The Obligatory AI Tangent

I really don’t feel like expounding much on AI, or rather the clever statistics-based generation tools that we’re collectively calling “AI” through a bit of sophistry. But I feel like it ties in with my reflections on where I am at so I feel like I’m not just amplifying the hype machine.

I don’t particularly dislike the LLMs and image / video generation tools that are rising in prevalence, but I do feel like their utility has been vastly over-estimated. I think there are a few interesting possible applications, but I don’t think they are as fundamentally critical as many seem to believe they will prove to be, even the ones who claim they just want a little robot friend.

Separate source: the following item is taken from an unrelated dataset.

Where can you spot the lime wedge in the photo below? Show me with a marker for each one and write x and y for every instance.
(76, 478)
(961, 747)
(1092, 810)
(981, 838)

And, ultimately, I think some of the ways that GenAI tools are being used, smack of those tactics we humans employ to spend a lot of energy avoiding things that seem like they’re going to be hard. The more I learn about AI, the more it seems like there’s a lot of up-front and ongoing effort to make the tools work, from training the initial model to ongoing tuning of it to crafting the perfect prompts. It’s hard to say whether that effort is worth it in the light of the growing body of evidence that relying too much on AI output can reduce our own cognitiion.

We are avoiding the friction of doing cognitive tasks that feel hard in a way that emulates relying on another person for help. By doing so, in the long run, we are making things harder for ourselves.

Building Up Muscle Again

The last five years have definitely been a period of physical and emotional decline for me. I have spent much of 2025 just trying to build myself back up again, starting with scraping together a very basic foundation.

Part of that was just trying to motivate myself to tackle things that felt hard again. I really had to focus on breaking things down into baby steps. I’m still terribly out of physical shape but I’ve got my little routine of 7-minute workout, swimming once a week, and riding my bike as much as I can. I can feel myself on the cusp of trying to add the next ingredient into the mix (probably some form of weight training to build up more muscle).

Another part of that foundation that’s really starting to take shape is my creative life and enrichment of my mind. The spinning wheel is out and operational! I can actually see my way through to spinning enough yarn to knit myself a jumper. I have some non-fiction books I’d like to read and I’ve been listening to podcasts more often. Producing my own podcast has helped me research things, dive into ideas, and articulate myself more. And I have this blog again.

I’m focusing as much as I can on taking the small wins and using that as motivation to carry on and do more. Every time I balk at something seeming hard, I catch myself now. Is it really too hard? Or can I have a look at why I am feeling like shying away and unpick it a bit more? What can I do to make that thing seem less intimidating? If I feel like it’s not a worthwhile effort, of course I don’t need to do it. But so many things I am just pushing on with: just get those dishes in the sink washed. Just don’t think about how much I don’t want to do my exercises because I know they will actually benefit me and make me feel better in the long run. Even by mid-last year I was probably spending more time feeling overwhelmed and that everything felt too hard, and I would never catch up.

But in the last few months, with the help of the EAP sessions and a bit of intertia gained by forward momentum, I feel like I have finally hit a tipping point. For the next few months, at least, I am finally breaking through to a space where I consistently feel like most things are not too hard.

Looking back on my archives I count 12 blog posts this year. That’s 12 more than 2024! All I have to do this year is post on average twice a month and I will have increased my blogging rate by another 12. That seems imminently achievable. I shall blog more often and face the sources of friction in my writing and in my life.

Waves Never Stop

I know another wave crash is lurking somewhere in the future. I just want to build up enough muscle right now to hold firm when it hits. I want to spend as little time in survival mode as possible going forward. I’m going to enjoy the lull in the trough.